FMA-Net Model Parameters is different from the paper

I found that when num_seq=10 and num_flow=9, the measured parameter count is 10.41M; when num_seq=3 and num_flow=2, the measured parameter count is 9.37M. But the parameter count mentioned in the paper is 9.6M. Under what input conditions was this tested? Does the parameter count of FMA-Net change with the number of input frame sequences? If the number of input frames changes during training and testing, can the model still function correctly?

The parameter computation snippet is as follows.

class Config:
    def __init__(self, config_dict):
        for key, value in config_dict.items():
            setattr(self, key, value)

def test_fmanet():
    config_dict = {
        'stage': 2,
        'scale': 4,
        'num_seq': 10,
        'ds_kernel_size': 20,
        'in_channels': 3,
        'dim': 90,
        'ds_kernel_size': 20,
        'us_kernel_size': 5,
        'num_RDB': 12,
        'growth_rate': 18,
        'num_dense_layer': 4,
        'num_flow': 9,
        'num_FRMA': 4,
        'num_transformer_block': 2,
        'num_heads': 6,
        'LayerNorm_type': 'WithBias',
        'ffn_expansion_factor': 2.66,
        'bias': False,
    }
    config = Config(config_dict)

    net = FMANet(
        config
    ).cuda()
    net.eval()

    t = 10 
    input = torch.rand(1, 3, t, 180, 320).cuda()

    macs, _ = profile(model=net, inputs=(input, ), verbose=False)
    params = sum(p.numel() for p in net.parameters())

Above snippet returns that parameters is 10.41M.

Jul 04 '24 12:07 DachunKai

FMA-Net is a kind of sliding window-based method, and the number of input frames is one of the hyperparameters. Therefore, the number of input frames during training and testing for FMA-Net is fixed. The performance & complexity variations based on this are discussed in Sec. A.3 and Table 6 of the supplementary materials. Additionally, the number of parameters mentioned in the paper is based on the hyperparameter settings we provide. Specifically, it excludes the count of parameters such as a_conv that are not used during inference.

Jul 05 '24 05:07 GeunhyukYouk

Thanks. Is there any error with the experimenta.cfg file? According to my understanding, num_seq should be equal to num_flow + 1, i.e., if using three frames as a sliding window. Three frames can only generate two optical flows between adjacent frames.

Jul 05 '24 06:07 DachunKai

The hyperparameters num_flow and num_seq are independent. Specifically, we obtain multiple flows (which are optimized through warping loss) and divide the channels (dim) into num_flow parts to perform different warping operations on each part (therefore, dim should be divisible by num_flow). The implementation can be found here.

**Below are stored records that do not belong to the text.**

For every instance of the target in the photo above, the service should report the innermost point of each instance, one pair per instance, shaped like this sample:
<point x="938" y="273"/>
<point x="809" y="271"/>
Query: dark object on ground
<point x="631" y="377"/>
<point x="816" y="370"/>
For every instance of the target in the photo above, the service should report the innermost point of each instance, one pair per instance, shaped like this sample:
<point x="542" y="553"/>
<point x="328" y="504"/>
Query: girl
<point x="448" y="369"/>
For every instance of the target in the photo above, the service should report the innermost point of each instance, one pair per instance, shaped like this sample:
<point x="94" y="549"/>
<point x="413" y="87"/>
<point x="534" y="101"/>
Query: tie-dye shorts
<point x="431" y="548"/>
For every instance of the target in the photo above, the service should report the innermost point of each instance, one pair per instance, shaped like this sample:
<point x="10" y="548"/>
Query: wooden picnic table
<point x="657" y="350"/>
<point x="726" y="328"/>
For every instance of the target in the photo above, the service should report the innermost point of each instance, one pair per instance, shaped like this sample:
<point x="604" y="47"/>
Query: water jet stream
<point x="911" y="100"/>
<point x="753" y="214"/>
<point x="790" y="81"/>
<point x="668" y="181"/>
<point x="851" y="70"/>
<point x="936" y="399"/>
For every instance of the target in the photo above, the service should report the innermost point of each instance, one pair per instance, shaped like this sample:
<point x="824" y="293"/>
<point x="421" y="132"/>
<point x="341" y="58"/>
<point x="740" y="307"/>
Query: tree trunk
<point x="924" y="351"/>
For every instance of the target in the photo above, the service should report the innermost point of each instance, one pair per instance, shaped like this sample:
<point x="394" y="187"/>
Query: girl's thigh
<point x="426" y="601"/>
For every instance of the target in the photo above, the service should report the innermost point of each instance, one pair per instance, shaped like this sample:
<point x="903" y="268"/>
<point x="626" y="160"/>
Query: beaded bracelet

Jul 05 '24 07:07 GeunhyukYouk

@GeunhyukYouk Does num_seq mean the number of frames in each sliding window? Are there any limitations on the test video frame length, such as the relationship between the total number of frames and num_seq, num_flow?

Jul 05 '24 08:07 DachunKai

Yes, num_seq refers to the window size of the sliding window (i.e., the number of input frames). The test video is independent of num_flow and must consist of at least num_seq frames.

Jul 05 '24 11:07 GeunhyukYouk